The newly installed lasers allow researchers to greatly increase the resolution of the interaction time between atoms and molecules and to manipulate how they interact and react with polarized light. The support from a $150,000 National Science Foundation grant made it possible for Miami to acquire the laser system. The grant was awarded (July 2013) to Burcin Bayram, associate professor of physics at Miami.
Miami graduate and undergraduate students are training with the various models of lasers in Bayram’s lab. Students learn the techniques of fast and ultrafast time-resolved laser spectroscopy – the study of the reaction of atoms and molecules to light. A variety of lasers with different light colors are used in the projects.
“We can fine-tune the color of the laser light from purple to red and probe reaction of the molecules because molecules can absorb, emit and even scatter the light at a particular color,” Bayram said.
Phill Arndt shows undergraduate students Briana Vamosi and Jacob McFarland about the operation of a cw ring dye laser cavity (Coherent 699) pumped by Coherent Verdi at 7.5 W, 100 MHz. Bayram received three lasers recently; picosecond laser system, high power Coherent Verdi 100MHz green laser and cw Coherent ring dye laser. (Photo by Jeff Sabo)
Phillip Arndt, a physics graduate student, explains that the group will first manipulate the internal properties of the states of molecules with an ultrashort laser beam to create disorder in the angular momentum of molecules. This causes the molecules to begin rotating and oscillating at a specific rate.
A small amount of pressure of background gas is then presented to agitate the system, causing the oscillations of the angular momentum to lessen quickly. A second ultrashort probe laser will arrive after a time delay to measure the alteration.
By varying the delay time between the two lasers as short as a few picoseconds (equivalent to a few trillionths of a second), time evolution of the molecular properties can be mapped out. Altogether, these studies can provide an exceptional spectroscopic precision and understanding of the various energy transfer processes, explained Bayram.

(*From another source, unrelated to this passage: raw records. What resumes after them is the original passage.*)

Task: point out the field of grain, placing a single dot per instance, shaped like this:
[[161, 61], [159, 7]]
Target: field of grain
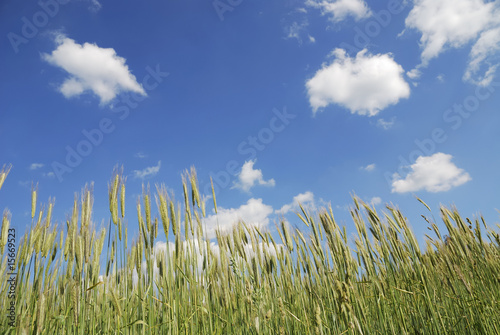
[[84, 280]]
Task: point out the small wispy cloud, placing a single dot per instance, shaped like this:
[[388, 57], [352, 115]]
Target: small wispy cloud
[[249, 177], [92, 69], [35, 166], [436, 173], [386, 124], [305, 199], [147, 172], [95, 6], [375, 201], [49, 175], [369, 167]]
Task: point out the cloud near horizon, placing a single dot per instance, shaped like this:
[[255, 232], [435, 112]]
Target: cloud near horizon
[[434, 174], [147, 172]]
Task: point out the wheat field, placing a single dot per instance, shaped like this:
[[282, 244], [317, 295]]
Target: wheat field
[[76, 278]]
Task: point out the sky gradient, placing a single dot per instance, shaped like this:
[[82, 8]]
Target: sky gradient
[[279, 102]]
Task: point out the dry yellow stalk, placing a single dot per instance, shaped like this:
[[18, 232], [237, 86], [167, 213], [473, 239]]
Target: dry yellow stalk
[[5, 230]]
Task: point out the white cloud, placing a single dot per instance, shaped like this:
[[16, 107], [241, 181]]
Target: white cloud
[[434, 173], [365, 84], [249, 176], [305, 199], [147, 172], [253, 213], [35, 166], [454, 24], [369, 167], [49, 175], [295, 31], [384, 124], [481, 57], [338, 10], [91, 68], [95, 5]]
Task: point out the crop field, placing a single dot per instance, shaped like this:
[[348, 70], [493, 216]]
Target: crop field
[[76, 278]]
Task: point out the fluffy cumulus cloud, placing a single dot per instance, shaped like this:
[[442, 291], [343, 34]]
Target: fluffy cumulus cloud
[[305, 199], [339, 10], [369, 167], [249, 177], [454, 24], [253, 213], [364, 84], [147, 172], [35, 166], [434, 173], [92, 69]]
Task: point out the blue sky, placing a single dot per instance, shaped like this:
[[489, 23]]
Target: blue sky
[[299, 100]]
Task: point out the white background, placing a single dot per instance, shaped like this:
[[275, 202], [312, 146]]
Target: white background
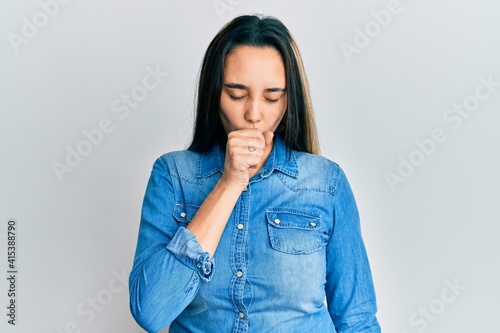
[[78, 233]]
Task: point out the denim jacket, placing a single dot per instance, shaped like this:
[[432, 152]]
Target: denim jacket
[[291, 257]]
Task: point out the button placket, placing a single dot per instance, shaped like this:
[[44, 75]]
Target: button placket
[[238, 261]]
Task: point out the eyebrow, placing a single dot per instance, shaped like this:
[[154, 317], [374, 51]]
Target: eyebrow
[[243, 87]]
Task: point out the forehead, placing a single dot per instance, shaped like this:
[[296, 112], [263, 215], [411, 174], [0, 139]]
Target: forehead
[[252, 64]]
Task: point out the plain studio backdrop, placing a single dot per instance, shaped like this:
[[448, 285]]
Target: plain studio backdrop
[[406, 95]]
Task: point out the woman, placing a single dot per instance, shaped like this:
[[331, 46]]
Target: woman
[[250, 230]]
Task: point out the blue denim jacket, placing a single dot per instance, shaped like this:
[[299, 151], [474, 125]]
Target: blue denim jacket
[[292, 244]]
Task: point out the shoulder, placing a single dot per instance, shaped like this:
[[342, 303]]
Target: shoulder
[[319, 170]]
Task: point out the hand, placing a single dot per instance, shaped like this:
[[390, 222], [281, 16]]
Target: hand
[[245, 153]]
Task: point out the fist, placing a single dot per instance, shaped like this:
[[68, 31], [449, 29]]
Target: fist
[[246, 153]]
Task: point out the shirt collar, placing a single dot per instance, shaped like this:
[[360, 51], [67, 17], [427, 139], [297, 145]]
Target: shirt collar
[[212, 161]]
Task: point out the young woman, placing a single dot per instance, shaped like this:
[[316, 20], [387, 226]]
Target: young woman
[[249, 229]]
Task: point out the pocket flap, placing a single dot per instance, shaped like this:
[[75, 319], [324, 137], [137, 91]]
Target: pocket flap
[[293, 219]]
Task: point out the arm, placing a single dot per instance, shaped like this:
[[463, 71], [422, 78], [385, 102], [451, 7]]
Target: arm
[[165, 274], [349, 286]]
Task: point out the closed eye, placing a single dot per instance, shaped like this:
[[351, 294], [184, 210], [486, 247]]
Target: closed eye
[[234, 98]]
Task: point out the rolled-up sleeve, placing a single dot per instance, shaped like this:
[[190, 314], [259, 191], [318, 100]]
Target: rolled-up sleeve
[[169, 262], [349, 288]]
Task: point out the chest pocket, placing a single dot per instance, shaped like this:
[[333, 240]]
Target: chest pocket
[[295, 232], [183, 213]]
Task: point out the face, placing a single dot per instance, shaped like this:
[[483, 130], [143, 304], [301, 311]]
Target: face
[[254, 89]]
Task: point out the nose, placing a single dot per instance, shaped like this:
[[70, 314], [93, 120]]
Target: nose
[[253, 113]]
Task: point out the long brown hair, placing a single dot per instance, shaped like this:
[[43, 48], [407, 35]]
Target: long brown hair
[[297, 127]]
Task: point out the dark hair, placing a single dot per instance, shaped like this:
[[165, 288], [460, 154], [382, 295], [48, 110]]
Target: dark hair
[[297, 127]]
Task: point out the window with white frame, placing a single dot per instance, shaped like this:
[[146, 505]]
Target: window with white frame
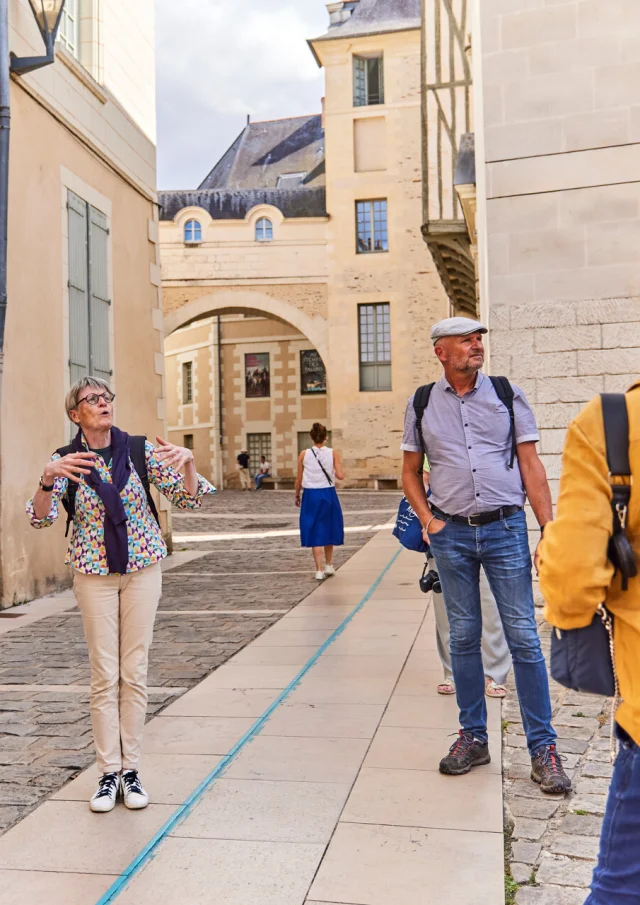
[[368, 81], [192, 232], [374, 328], [89, 297], [264, 230], [69, 30], [187, 382], [371, 226]]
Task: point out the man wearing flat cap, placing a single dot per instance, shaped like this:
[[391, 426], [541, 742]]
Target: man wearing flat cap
[[480, 436]]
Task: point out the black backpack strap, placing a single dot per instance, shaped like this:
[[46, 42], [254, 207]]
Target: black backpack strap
[[420, 403], [616, 432], [324, 470], [69, 499], [504, 391], [138, 453]]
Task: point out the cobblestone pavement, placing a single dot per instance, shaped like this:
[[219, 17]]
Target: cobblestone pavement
[[552, 841], [210, 608]]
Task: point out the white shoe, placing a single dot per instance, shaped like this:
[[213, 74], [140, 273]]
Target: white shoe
[[105, 796], [135, 796]]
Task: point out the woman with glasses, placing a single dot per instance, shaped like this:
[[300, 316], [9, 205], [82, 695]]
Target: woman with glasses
[[115, 551]]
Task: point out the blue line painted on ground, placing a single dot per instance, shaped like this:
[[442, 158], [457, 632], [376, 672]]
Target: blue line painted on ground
[[150, 849]]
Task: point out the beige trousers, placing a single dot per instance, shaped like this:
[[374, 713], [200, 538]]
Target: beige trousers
[[118, 612]]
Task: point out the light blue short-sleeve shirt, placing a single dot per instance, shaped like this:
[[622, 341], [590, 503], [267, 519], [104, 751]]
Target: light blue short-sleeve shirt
[[468, 442]]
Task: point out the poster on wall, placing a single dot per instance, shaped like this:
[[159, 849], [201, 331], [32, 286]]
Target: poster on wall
[[256, 375], [313, 376]]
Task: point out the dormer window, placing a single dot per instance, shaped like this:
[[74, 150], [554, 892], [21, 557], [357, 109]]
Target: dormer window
[[368, 81], [290, 180], [192, 232], [264, 230]]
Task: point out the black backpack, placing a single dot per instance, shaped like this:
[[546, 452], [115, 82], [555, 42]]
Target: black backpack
[[139, 459], [504, 391]]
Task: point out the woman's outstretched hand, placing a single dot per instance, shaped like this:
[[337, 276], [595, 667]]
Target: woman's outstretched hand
[[73, 467]]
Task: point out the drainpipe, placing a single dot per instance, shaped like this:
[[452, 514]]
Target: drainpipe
[[5, 124], [220, 427]]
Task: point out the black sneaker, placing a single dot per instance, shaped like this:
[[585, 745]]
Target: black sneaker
[[466, 752], [547, 770], [135, 796], [105, 796]]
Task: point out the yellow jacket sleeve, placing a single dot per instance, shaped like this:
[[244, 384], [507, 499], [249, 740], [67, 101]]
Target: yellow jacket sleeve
[[575, 573]]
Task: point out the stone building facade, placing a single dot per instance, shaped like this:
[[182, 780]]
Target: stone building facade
[[554, 211], [344, 263], [560, 225], [84, 272]]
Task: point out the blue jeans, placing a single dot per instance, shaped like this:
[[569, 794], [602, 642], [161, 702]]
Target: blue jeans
[[616, 879], [502, 549]]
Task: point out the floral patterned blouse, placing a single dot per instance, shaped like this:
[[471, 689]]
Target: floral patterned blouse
[[87, 552]]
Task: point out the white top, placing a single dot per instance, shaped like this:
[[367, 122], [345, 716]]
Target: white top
[[313, 477]]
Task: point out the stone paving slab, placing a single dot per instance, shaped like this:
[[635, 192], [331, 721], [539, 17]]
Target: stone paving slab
[[45, 737], [564, 830], [266, 829]]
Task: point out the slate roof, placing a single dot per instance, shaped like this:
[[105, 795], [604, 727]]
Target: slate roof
[[372, 17], [247, 174], [234, 204], [264, 151]]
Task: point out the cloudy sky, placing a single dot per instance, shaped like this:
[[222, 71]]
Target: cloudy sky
[[219, 60]]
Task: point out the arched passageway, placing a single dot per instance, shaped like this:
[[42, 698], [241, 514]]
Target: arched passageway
[[244, 371]]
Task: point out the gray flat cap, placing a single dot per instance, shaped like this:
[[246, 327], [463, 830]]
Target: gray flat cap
[[456, 326]]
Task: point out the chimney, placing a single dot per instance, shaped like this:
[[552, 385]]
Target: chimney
[[341, 11]]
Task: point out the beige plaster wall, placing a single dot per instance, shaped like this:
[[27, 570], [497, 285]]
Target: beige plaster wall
[[368, 426], [115, 118], [36, 372], [561, 228]]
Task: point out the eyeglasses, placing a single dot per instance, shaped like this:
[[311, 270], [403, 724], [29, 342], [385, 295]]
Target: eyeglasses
[[94, 398]]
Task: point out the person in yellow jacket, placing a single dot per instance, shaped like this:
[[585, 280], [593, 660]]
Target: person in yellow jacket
[[575, 576]]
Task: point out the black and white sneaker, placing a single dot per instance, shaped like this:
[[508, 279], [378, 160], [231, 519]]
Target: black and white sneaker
[[105, 796], [135, 796]]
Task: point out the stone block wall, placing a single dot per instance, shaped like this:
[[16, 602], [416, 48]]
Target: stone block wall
[[560, 231]]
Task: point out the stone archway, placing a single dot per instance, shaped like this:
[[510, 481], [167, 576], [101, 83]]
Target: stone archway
[[227, 302]]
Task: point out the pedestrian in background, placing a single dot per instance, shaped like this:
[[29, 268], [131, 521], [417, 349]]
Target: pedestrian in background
[[243, 470], [321, 521], [484, 465], [576, 575], [264, 471], [115, 551]]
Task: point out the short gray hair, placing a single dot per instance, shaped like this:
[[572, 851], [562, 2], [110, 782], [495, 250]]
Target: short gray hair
[[71, 400]]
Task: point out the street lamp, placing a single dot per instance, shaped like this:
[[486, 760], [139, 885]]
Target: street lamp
[[47, 14]]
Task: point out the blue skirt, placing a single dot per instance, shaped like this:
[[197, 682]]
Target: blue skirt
[[321, 522]]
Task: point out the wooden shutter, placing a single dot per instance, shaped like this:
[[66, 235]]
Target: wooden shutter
[[99, 301], [79, 353]]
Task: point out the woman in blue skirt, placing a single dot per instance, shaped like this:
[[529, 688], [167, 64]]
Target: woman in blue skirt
[[321, 522]]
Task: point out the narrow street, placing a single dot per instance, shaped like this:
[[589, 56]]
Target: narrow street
[[218, 596]]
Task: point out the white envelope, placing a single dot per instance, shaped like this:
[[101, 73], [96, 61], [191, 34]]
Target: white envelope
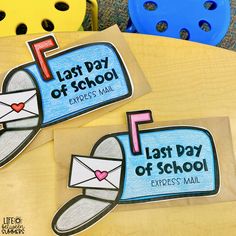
[[18, 105], [88, 172]]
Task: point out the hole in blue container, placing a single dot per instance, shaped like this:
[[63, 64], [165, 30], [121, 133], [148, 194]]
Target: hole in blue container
[[150, 6], [210, 5], [184, 34], [204, 25], [162, 26]]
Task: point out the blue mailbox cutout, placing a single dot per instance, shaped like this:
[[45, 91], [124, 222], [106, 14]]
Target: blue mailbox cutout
[[170, 162], [55, 88]]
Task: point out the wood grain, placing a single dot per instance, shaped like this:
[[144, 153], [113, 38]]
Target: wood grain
[[188, 81]]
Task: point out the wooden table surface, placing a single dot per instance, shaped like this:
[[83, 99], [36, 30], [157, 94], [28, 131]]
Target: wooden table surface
[[188, 80]]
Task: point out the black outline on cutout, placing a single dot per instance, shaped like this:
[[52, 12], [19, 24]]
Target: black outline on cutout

“This method is like using a stroboscope to map out the different energies as a function of time,” said Arndt. “This is neat, and it’s not something that can be bogged down with theory.”
The grant directly supports Bayram’s “Polarization Quantum Beat Spectroscopy in Diatomic Molecules” program that will focus on the technology and its implications in various fields of science. Visit the Bayram Research webpage.
Bayram has provided one-on-one research mentorship to 32 undergraduates and 12 graduate students since she joined Miami in 2002. She teaches advanced laboratory and molecular spectroscopy, calculus-based physics at the introductory level for science and engineering majors and physics at the introductory level for non-science majors.